In fast jeder Schulklasse gibt es ein Kind mit Rechtschreibschwäche. Als Elternteil fragen Sie sich vielleicht: Ist mein Kind betroffen? Und wie gehe ich bei einer Legasthenie-Diagnose vor? Basierend auf bewährten Erkenntnissen aus Pädagogik und Logopädie zeigen wir Ihnen zuverlässige Anhaltspunkte.
Symptome einer Rechtschreibschwäche sicher erkennen
Die Anzeichen einer Rechtschreibschwäche, auch Legasthenie genannt, sind vielfältig. Betroffene Kinder lernen in der Regel langsamer als ihre Mitschüler. Typische Probleme beim Lesen und Schreiben umfassen:
- langsames Lesen
- Auslassen und Vertauschen von Buchstaben, Wörtern oder Silben
- Schwierigkeiten, das Gelesene wiederzugeben
- hohe Fehlerquote bei Diktaten
- Wörter werden im Text oft an mehreren Stellen unterschiedlich falsch geschrieben
Legasthenie wirkt sich nicht nur auf Deutsch aus, sondern erschwert den Lernerfolg in allen Fächern, da Lesen und Schreiben grundlegende Kompetenzen sind.

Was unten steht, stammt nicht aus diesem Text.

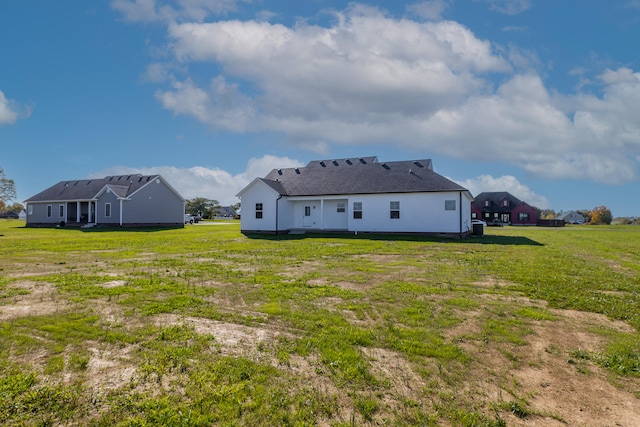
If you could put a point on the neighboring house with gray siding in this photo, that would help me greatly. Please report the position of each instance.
(118, 201)
(356, 195)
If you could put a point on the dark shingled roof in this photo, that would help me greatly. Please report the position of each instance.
(359, 176)
(87, 189)
(495, 197)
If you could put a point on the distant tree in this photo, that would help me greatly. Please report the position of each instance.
(7, 188)
(601, 215)
(202, 206)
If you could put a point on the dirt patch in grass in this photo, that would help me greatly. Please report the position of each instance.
(556, 388)
(41, 300)
(232, 339)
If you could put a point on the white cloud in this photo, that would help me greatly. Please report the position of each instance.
(11, 111)
(180, 10)
(509, 183)
(509, 7)
(431, 9)
(432, 86)
(210, 183)
(312, 83)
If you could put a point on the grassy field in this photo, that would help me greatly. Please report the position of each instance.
(205, 326)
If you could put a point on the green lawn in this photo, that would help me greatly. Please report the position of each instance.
(203, 325)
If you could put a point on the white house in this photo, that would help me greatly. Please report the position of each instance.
(572, 217)
(356, 195)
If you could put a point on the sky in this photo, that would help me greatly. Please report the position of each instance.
(538, 98)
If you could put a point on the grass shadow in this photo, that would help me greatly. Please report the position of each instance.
(471, 240)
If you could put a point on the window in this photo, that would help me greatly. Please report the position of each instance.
(394, 210)
(357, 210)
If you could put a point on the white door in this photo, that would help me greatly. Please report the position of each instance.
(306, 219)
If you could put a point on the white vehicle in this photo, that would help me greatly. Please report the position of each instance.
(191, 219)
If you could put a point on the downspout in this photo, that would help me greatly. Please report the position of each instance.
(279, 197)
(460, 224)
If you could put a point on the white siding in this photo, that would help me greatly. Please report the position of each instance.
(259, 192)
(419, 213)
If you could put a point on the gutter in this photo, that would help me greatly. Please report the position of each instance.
(279, 197)
(460, 209)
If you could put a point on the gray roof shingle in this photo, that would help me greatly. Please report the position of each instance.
(87, 189)
(359, 176)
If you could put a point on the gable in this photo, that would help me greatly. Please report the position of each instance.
(360, 176)
(89, 189)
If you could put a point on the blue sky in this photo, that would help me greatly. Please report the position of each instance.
(537, 98)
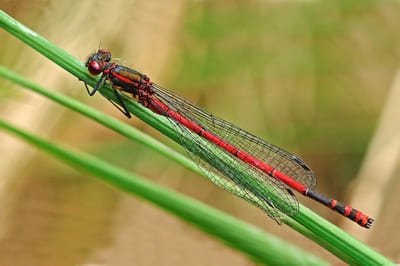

Rechtschreibschwäche diagnostizieren: Der richtige Weg
Etwa 4 % der Deutschen – rund 3,3 Millionen Menschen – leiden unter Legasthenie. Sie kann familiär vererbt werden oder durch Geburtskomplikationen entstehen. Testen Sie folgende Kriterien, wenn Sie eine Schwäche vermuten:
- Die genannten Symptome deuten nicht immer auf Legasthenie hin. Schließen Sie zunächst Sehschwächen, Hörprobleme, psychische Belastungen oder Stress aus.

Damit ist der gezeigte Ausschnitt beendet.